İnsanın bazen buralardan kaçıp gidesi geliyor. Alıp başını yabancı diyarlara gidesi var. Fakat gidemiyor işte bırakamıyor bağlı bulunduğu toprağı. Adile teyze de böyle bir insandı. Anlatacağım hikâyenin başkahramanının adı Adile Teyzedir. Öyle bir hikâyesi var ki sizler de duyunca ve okuyunca çok şaşıracaksınız.

Adile Teyze kenar mahalle semtlerinin birinde kendi halinde yaşamaya çalışan bir teyzemiz. Eşinden kalan derme çatma bir gecekondu da hayatını sürdürmektedir. Evet, şimdi gerçek hayatta yaşanmış hikâyemize başlayalım.

Eskilerin insanlarından olan Adile Teyze'nin eşi bir işçidir. Kendisi de ev hanımıdır. Hiç okula gitmeyen Adile Teyze iki erkek ve iki kız çocuk annesidir. İşte asıl olay şimdi başlıyor. Kocası iş gereği dışarıda iken bir kadın ile tanışır ve Adile Teyze'nin haberi olmadan o kadın ile evlenir ve nikâh kıyar daha sonra o kadın ile hayatına devam eder Adile Teyze ise dört çocuk ile yalnız tek başına hayat ile mücadeleye koyulur. Kocasının ikinci eşinden de beş çocuğu olur.

Adile Teyzenin erkek olarak en büyük çocuğunun adı Osman'dı. Osman babasızlığın vermiş olduğu ağır bir hüzün ile ilkokulu bırakıp iş hayatına atılıp ailesini geçindirmeye başlamıştır. Henüz on üç yaşında olan Osman hayatın omuzlarına vermiş olduğu ağırlıklarında farkında olup gecesini gündüzüne katarak çalışmaya devam etmiştir. Sevdiği kızı kaçırıp evlenen Osman mevsim işçiliği için gittiği yabancı diyarda Ramazan gecesi eşi ile beraber gece çadırlarına dönerken freni patlayıp üzerine gelen kamyondan eşini kurtarmaya çalışırken feci bir şekilde kamyonun altında kalarak can verip ölmüştür.
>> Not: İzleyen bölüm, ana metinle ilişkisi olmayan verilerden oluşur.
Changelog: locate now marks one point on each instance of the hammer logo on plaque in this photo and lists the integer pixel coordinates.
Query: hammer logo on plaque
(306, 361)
Eşi belli bir müddet Adile Teyze ile oturduktan sonra babasının evine dönmüştür.

Adile Teyzenin en büyük çocuğu kızdı. Adı Şemse olan bu kardeşimiz doğuştan gelen bir hastalığı sebebi ile engelli olarak dünyaya gelmiştir.  Otuz beş yaşına giren Şemse hala şuanda annesi ile yaşamaya devam etmektedir.

Adile Teyzenin üçüncü çocuğu kızdı. Adı Kevser olan bu bacım maddi açıdan ailesinin gücü olmadığı için beşinci sınıfta okulu bırakır ve annesine ev işlerinde yardım etmeye başladı. Kendisi ilkokulda sınıf arkadaşımdı ve kimlikte ki adı Gülay idi. Kevser'in hayatının da pek iç açıcı olmadığı ortaydı. Abisi Osman'ın kaçırdığı kıza karşılık karşı tarafa berdel olarak verildi. Kendisi şuanda berdeli ve yaşça büyük olan kocası ile hayatını sürdürmektedir.

Gelelim hikâyenin en küçük kahramanı olan Erol'a! Erol Adile Teyzenin en küçük oğluydu. O da hiç okula gitmedi. Küçük yaşta çalışmaya başladı. Arkadaş çevresinin ona vermiş olduğu zararlar sonucu kötü işlere bulaştı. Son olarak girişmiş olduğu bir hırsızlık olayında daha önceden de olan sabıkaları nedeni ile on yedi yıl hapis cezasına çarptırıldı. Şuan hala cezaevinde ve iki yıldır cezasını çekiyor.

Adile Teyzenin yaşadıkları bu travmalar son bulmadı. Geçen yıl kocası, katılmış olduğu bir düğünde kalp krizi geçirerek hayata veda etti. Kocasının verdiği acı daha taze iken geçtiğimiz günlerde kız kardeşi gibi gördüğü teyzesinin kızını kalp krizi sonucu kaybetti. Yaşadığı bu trajedik olaylara rağmen Adile Teyze hala dimdik ayakta. O ve büyük kızı tek başlarına hayatlarını sürdürmektedirler. İşte size böyle bir kadının hikâyesini anlattım. Biz Adile Teyze gibi kadınlara bakarak ibret almalıyız. Çevremizde ki arkadaş ve akrabalarımızın kıymetini bilmeliyiz. Çünkü bu beşeri hayatta tek gerçek olan ölümdür. Ölüm kapıya gelmeden değerini bilelim! Esen kalın.